Ras el Hanout, bejewelled with plush red rose petals, scented with cloves and nutmeg and warm cinnamon - oh she is a girl alright. Spicy, sensuous, reaching out with brown, bangled arms to tempt you into the world of Middle Eastern food. Dark eyed, luscious but with a hidden heat. Perfect melted into warm olive oil and brushed onto bread to be toasted.

Cinnamon. Where would I be without cinnamon? Neither sweet nor savoury, he adapts well to both types of dish. Mixed into softened butter with a crushed clove of garlic then spread under the skin of a chicken, or added to a rich, earthy red wine and beef stew to take it just that bit further.

Mixed with sugar to coat cookies, or sprinkle on a bagel before toasting. Such a heady, foreign scent, yet so familiar to me. Just a touch added to a moussaka or bolognese sauce will lift it, but not too much because he can be overpowering and pushy. A perfect bedfellow for apples and sultanas, the quintessential aroma of Christmas.

I'm going to need a bigger cupboard.

Joy!

The joy of Google Reader is that even though blogs are Verboten at work - boo - I can read them via Reader, though not comment.

This one has had me in stitches.
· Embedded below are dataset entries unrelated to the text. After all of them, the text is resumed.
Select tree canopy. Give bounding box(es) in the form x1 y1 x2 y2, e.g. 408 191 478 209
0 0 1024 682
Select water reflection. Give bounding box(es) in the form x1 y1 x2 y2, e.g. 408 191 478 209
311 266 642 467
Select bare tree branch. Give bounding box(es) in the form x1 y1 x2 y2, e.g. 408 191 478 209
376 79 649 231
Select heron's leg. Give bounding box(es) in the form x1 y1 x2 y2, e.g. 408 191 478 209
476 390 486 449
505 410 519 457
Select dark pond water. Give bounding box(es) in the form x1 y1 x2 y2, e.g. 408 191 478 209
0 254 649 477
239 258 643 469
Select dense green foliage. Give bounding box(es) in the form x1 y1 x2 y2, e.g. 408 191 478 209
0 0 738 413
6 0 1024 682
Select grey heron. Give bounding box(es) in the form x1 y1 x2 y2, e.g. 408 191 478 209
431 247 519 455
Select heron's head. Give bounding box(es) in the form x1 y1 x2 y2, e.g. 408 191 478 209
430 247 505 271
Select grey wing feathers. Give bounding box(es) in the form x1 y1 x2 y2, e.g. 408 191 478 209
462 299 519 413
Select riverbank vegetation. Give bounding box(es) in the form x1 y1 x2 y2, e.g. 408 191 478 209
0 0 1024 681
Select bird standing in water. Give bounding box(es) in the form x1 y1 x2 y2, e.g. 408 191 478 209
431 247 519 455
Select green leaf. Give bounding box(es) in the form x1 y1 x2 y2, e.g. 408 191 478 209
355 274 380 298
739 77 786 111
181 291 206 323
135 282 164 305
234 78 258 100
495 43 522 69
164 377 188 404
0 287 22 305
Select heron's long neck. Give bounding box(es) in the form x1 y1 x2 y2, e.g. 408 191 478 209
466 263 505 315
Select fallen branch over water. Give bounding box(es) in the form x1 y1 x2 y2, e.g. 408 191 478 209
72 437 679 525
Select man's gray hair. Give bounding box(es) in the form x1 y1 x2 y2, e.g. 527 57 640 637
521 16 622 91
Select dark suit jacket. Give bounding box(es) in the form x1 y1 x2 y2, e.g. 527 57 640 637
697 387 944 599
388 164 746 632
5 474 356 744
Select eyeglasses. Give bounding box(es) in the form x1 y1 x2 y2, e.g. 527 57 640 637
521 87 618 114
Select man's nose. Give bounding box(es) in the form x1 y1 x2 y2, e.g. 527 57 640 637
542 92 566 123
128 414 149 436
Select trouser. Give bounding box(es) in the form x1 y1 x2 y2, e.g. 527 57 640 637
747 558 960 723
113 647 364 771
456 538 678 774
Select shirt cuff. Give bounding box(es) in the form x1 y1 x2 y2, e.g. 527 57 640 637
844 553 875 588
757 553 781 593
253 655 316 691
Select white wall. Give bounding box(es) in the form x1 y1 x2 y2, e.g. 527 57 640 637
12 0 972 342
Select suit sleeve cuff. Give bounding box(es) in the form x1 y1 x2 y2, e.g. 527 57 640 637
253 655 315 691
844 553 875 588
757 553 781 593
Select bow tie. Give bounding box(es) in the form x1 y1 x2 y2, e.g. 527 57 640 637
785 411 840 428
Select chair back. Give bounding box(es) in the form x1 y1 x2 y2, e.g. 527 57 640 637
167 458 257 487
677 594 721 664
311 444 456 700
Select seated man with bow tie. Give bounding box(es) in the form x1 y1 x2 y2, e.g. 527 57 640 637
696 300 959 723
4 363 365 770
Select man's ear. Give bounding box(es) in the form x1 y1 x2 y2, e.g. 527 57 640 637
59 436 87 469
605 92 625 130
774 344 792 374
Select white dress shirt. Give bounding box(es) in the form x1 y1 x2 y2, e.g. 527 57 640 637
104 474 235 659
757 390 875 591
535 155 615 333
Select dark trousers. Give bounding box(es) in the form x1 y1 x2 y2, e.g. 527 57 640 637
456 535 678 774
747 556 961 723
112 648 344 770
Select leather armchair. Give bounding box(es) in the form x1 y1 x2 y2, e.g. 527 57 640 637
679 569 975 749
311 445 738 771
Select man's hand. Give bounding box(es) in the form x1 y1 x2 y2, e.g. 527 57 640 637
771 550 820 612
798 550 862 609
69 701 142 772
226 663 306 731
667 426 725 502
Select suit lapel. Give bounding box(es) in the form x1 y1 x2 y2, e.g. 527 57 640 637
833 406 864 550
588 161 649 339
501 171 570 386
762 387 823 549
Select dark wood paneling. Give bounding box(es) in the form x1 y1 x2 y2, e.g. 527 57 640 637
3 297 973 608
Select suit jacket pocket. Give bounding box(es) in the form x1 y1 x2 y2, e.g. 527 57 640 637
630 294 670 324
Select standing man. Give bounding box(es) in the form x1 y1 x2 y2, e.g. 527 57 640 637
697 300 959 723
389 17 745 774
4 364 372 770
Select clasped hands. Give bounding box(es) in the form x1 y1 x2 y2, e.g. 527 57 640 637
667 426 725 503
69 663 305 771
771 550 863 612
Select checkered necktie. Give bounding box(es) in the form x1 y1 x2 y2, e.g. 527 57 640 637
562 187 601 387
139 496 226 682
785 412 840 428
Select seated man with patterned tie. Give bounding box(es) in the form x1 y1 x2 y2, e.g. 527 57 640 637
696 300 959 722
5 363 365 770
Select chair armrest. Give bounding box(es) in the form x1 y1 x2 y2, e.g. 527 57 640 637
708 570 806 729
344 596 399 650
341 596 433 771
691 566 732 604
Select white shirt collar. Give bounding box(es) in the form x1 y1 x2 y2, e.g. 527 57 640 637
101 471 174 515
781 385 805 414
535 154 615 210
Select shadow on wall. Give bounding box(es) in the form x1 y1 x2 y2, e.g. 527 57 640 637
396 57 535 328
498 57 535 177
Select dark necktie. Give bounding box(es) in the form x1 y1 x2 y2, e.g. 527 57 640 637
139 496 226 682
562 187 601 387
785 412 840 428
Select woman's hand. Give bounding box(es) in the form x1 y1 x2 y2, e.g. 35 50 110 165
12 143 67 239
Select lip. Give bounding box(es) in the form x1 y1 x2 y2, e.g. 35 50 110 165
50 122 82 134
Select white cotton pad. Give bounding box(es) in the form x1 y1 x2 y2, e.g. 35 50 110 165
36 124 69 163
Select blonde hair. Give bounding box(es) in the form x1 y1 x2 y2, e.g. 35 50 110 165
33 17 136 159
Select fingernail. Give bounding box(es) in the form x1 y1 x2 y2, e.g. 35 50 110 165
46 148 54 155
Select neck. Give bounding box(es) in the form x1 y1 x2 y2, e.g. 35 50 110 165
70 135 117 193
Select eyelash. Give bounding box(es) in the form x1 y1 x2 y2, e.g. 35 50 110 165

He's open, honest, and very entertaining.

http://foodurchin.blogspot.com/

This one I adore. I love the way she writes, and she's a London lass so I even get to contemplate visiting some of the places she goes to.

http://tinykitchentales.blogspot.com/

I keep wanting to invite her over to run free in my larger kitchen.

06/07/2010

Use It Up salad

Tonight I needed to sit in the garden, in the fading light (boo to the light fading earlier and earlier) and eat something fresh and tasty and fast. So I did.

I am well aware that not everyone will these things in their fridge to use up, but I did and I am very glad  about it! The excitement when I remembered that I had the cheese and the mortadella* was possibly quite unseemly.

4 large slices mortadella, cut into strips
1 little Gem lettuce, quartered, then sliced
5 baby plum tomatoes, quartered
1 ball mozzarella di buffala, cut into chunks

Dressing
2 tbs shop bought pesto (Coop fresh brand)
1 tsp lemon juice
1 tbs olive oil
smoked sea salt

Pile lettuce into a bowl.
Add in the tomatoes, and the mortadella.
Pop on the cheese.
Pour the dressing over and give a twist of sea salt.
Mix well.

I ate this while reading an Antonio Carluccio book. Fitting, I thought.